The closest star to our planet is the sun. We owe a lot to this giant ball of fire that cruises across the sky every day. It is quite literally the centre of our existence, as we revolve around it and are kept tied to its gravitational force.
Luckily, our planet stands in a perfect spot from the sun. Too little or too much of the sun’s influence can be deadly. Solar winds come to mind and the havoc they wreak on the technology we rely on. But our sun is not the only star in the sky, with the capacity to cast out radioactive winds.
On the outskirts
Outside the solar system, many millions of stars, brighter and hotter than ours, fling out radioactive rays in the form of solar winds.
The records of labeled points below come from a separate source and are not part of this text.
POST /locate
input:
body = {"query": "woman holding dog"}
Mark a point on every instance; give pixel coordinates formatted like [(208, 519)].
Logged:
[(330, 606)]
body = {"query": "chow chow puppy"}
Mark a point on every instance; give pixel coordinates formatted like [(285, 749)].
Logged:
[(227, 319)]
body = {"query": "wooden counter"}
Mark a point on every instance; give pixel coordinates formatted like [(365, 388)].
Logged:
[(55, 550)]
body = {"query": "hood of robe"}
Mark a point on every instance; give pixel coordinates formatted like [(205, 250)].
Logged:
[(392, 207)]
These winds interact with each other and it looks like our sun is exerting some protection from outside cosmic winds, clashing at the edges of the solar system.
Light and solar wind are different from each other. Light only travels through space and it gets weaker the further it goes. Solar winds travel through that same space, and it interacts with it by pushing particles and gases away and makes a bubble around the area it encompasses.
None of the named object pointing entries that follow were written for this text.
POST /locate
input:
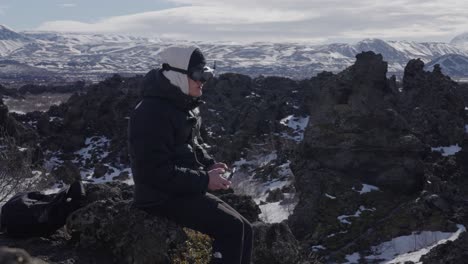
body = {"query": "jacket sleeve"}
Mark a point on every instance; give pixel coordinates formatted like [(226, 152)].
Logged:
[(202, 154), (154, 151)]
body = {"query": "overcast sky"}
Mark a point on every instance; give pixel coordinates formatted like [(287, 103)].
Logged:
[(314, 21)]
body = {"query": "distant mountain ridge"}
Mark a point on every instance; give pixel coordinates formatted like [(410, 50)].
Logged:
[(90, 56)]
At the outskirts of this border is the heliopause, described as a hot thick wall of plasma. Here is where our sun is fighting against the interstellar medium.
Voyagers beyond the border
In 2012, Voyager 1 satellite passed through the heliopause, hoping to analyse this barrier, but its sensors malfunctioned, so it was unable to get any data. Voyager 2 made the same journey and in 2018. It crossed the border of the heliopause with sensors intact.
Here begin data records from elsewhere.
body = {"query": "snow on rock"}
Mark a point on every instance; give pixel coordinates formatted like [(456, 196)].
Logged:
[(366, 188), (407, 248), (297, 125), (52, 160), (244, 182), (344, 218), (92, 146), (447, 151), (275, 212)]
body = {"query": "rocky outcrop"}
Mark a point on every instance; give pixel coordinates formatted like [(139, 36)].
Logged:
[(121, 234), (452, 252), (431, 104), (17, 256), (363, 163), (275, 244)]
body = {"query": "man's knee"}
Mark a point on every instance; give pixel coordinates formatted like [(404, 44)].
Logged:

It recorded temperatures of 31 000 degrees Celsius, which is far hotter than predicted. The thick plasma barrier of the heliopause is not perfectly smooth and it has holes that permit comic radiations to seep through. Two such holes were detected by Voyager 2, as the radiation levels spiked.
The satellite traversed the heliopause in about a day and it is the second man-made object to escape the solar system, along with its younger brother Voyager 1.
Beyond the heliopause lies the interstellar medium, and what we call empty space. It is far from empty as hydrogen and helium clouds are found there along with heavy elements like carbon, mingled with dust.
This entire mosaic of elements is not uniformly spread out in the interstellar medium and is constantly moved around or influenced by faraway solar flares from supernovas and solar storms. We could call this the fabric of the universe, as they move around, collide and compress to make new stars and planetary objects.
The dangers of space are still many and hidden. Piece by piece they are uncovered and studied, while new mysteries come in their wake. The heliopause is one such mystery that sparks curiosity among theoretical physicists, and seeing as only two satellites have gone through it will require more future study.